ATLANTA – The General Assembly gave final passage to a $36.1 billion fiscal 2025 state budget Thursday night, including raises for state employees and public school teachers as well as an 11th-hour influx of funding for Georgia’s Pre-Kindergarten program.
The spending plan, which passed the state House 175-1 and the Senate 54-1 in the final hours of this year’s legislative session, represents an increase of $3.7 billion over the fiscal 2024 budget lawmakers adopted last spring.
It includes 4% cost-of-living raises for most state and university system workers, with an additional $3,000 for employees in state agencies suffering large turnover rates, including law enforcement officers and welfare workers. Teachers would get increases of $2,500.
The budget also contains substantial increases in funding for various education initiatives, including $243 million to account for student enrollment growth, $200 million to buy more school buses, and $108 million in school safety grants to upgrade security on public school campuses. Every public school in Georgia will get grants of $45,000.
A late-arriving increase of $48.4 million would go to Georgia’s lottery-funded pre-kindergarten program, thanks to brisk lottery ticket sales. Gov. Brian Kemp announced late Wednesday he would revise his revenue estimate upward to make room for the additional funds.
“Ensuring Georgia’s children have the strongest possible start in their educational career continues to be a priority for my administration,” the governor wrote in a letter to the chairmen of the House and Senate Appropriations committees. “I am increasing my revenue estimate … to further address class size, teacher pay, and capital and operational needs critical to the continued success of our nationally recognized Pre-Kindergarten program.”
“We made progress for the first time in 30 years on pre-k,” added House Speaker Pro Tempore Jan Jones, R-Milton, who chaired the Working Group on Early Childhood Education, which released a report in January blaming declining pre-k enrollment on an inability to find teachers willing to work at state-funded salaries and inadequate state funding for opening and operating classrooms.
The ’25 budget also includes $10.7 million for a technology upgrade inside state prisons to head off a flood of cellphones being smuggled in to inmates. Another $18.6 million will boost reimbursement rates to health-care providers.

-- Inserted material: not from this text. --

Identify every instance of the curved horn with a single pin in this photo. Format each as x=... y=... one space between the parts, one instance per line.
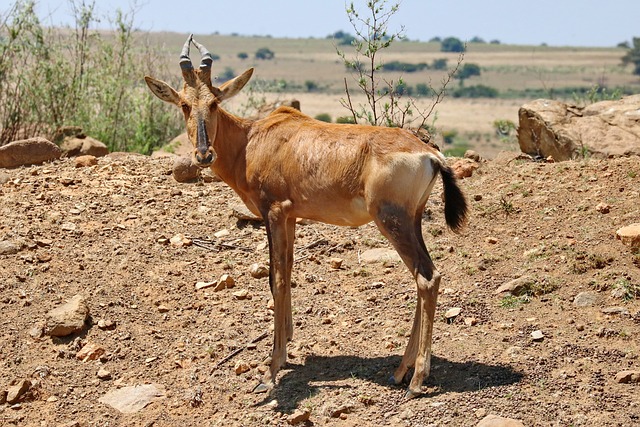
x=207 y=59
x=185 y=61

Lawmakers approved $6.3 million for free breakfasts and lunches for 64,000 children from low-income families.
In a departure from the usual policy of borrowing the funds for building projects, the state’s $16 billion budget surplus allowed the legislature to load up the spending plan with $1.2 billion in cash for a variety of projects. Of that amount, $866 million would go toward buildings at public schools, colleges and universities, and at state agencies.
The budget now heads to Kemp’s desk. Governors typically sign annual budgets in early May.